Amanda Rice: From Sunlight to Extinction

curated by Noelle Collins
April 25 – May 25, 2025

Reception for the artist: 
Friday, April 25, 7:00 – 8:00 P.M.

Amanda Rice, The Flesh of Language, 2023. Courtesy the Artist.

From Sunlight to Extinction is an exhibition of new and recent works by Irish artist Amanda Rice. Working predominantly in film, Rice combines observational documentary techniques and staged scenarios with modes of investigative storytelling.  She is particularly interested in material histories related to ecological or geological subject matter which extend to the politics of land use, mineralogy, resource extraction and speculative or hidden histories embedded within landscapes and extracted matter. 

At 4th Ward Project Space, Rice presents two recent films, No One Can Ever Embargo the Sun (2021) and The Flesh of Language (2023). Both works explore power relations framed around extracted matter, from ancient artifacts such as sun discs and extinct ‘Irish Elk’ bones, to the modern detritus of the technological age, solar panels and extinct media. Rice will also show a new work in progress which explores Knock Iveagh, Co. Down, a hilltop site in Northern Ireland where ancient burial grounds and green energy solutions intersect. The exhibition is curated by Noelle Collins and is part of a wider programme with Askeaton Contemporary Arts.
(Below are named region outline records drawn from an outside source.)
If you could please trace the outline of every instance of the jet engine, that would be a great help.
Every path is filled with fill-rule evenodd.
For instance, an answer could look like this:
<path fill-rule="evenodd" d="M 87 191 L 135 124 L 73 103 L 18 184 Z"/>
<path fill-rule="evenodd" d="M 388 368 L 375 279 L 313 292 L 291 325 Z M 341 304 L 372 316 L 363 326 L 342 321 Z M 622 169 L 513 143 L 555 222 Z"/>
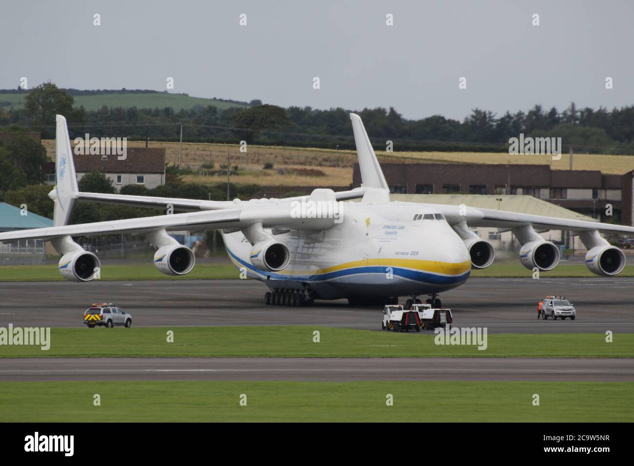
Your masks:
<path fill-rule="evenodd" d="M 618 275 L 625 267 L 625 254 L 614 246 L 595 246 L 586 254 L 586 267 L 597 275 Z"/>
<path fill-rule="evenodd" d="M 290 261 L 288 248 L 276 241 L 256 243 L 249 254 L 251 263 L 264 270 L 278 271 L 286 268 Z"/>
<path fill-rule="evenodd" d="M 157 249 L 154 266 L 165 275 L 184 275 L 194 267 L 194 253 L 186 246 L 170 244 Z"/>
<path fill-rule="evenodd" d="M 90 282 L 98 275 L 101 262 L 96 256 L 87 251 L 72 251 L 61 256 L 60 273 L 71 282 Z"/>
<path fill-rule="evenodd" d="M 520 249 L 519 260 L 529 270 L 552 270 L 559 263 L 559 248 L 550 241 L 531 241 Z"/>
<path fill-rule="evenodd" d="M 465 240 L 465 246 L 471 256 L 472 269 L 486 269 L 495 260 L 495 250 L 488 241 L 474 238 Z"/>

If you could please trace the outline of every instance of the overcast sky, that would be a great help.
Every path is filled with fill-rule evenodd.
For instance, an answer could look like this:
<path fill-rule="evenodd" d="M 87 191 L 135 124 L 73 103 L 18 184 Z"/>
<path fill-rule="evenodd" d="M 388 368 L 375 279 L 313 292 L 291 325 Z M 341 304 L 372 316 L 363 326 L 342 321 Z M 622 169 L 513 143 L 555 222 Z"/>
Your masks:
<path fill-rule="evenodd" d="M 29 88 L 163 91 L 172 77 L 170 92 L 198 97 L 417 119 L 634 103 L 625 0 L 0 1 L 3 89 L 23 76 Z"/>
Ireland’s Askeaton Contemporary Arts continues a growing relationship with the city of Chicago this April, presenting a citywide series of exhibitions and public events that debut the work of artists Liliane Puthod, Áine Mac Giolla Bhríde and Amanda Rice to Chicago audiences. Developed by curators Michael Hill, Noelle Collins and Mark O’Gorman, alongside artist Devin T. Mays, the programme is supported by exhibition partners Good Weather, 4th Ward Project Space and Weatherproof and by Culture Ireland, Consulate General of Ireland, EXPO Chicago, Independent Curators International and The Complex, Dublin. 

In linking artist-led activities between Ireland and the American Midwest, Askeaton Contemporary Arts acknowledge the openness and welcome for Irish artists and curators from a new generation of independent art spaces, each upholding a decades-long tradition in Chicago of ambitious ingenuity and egalitarian attitude to the shaping and sharing of culture.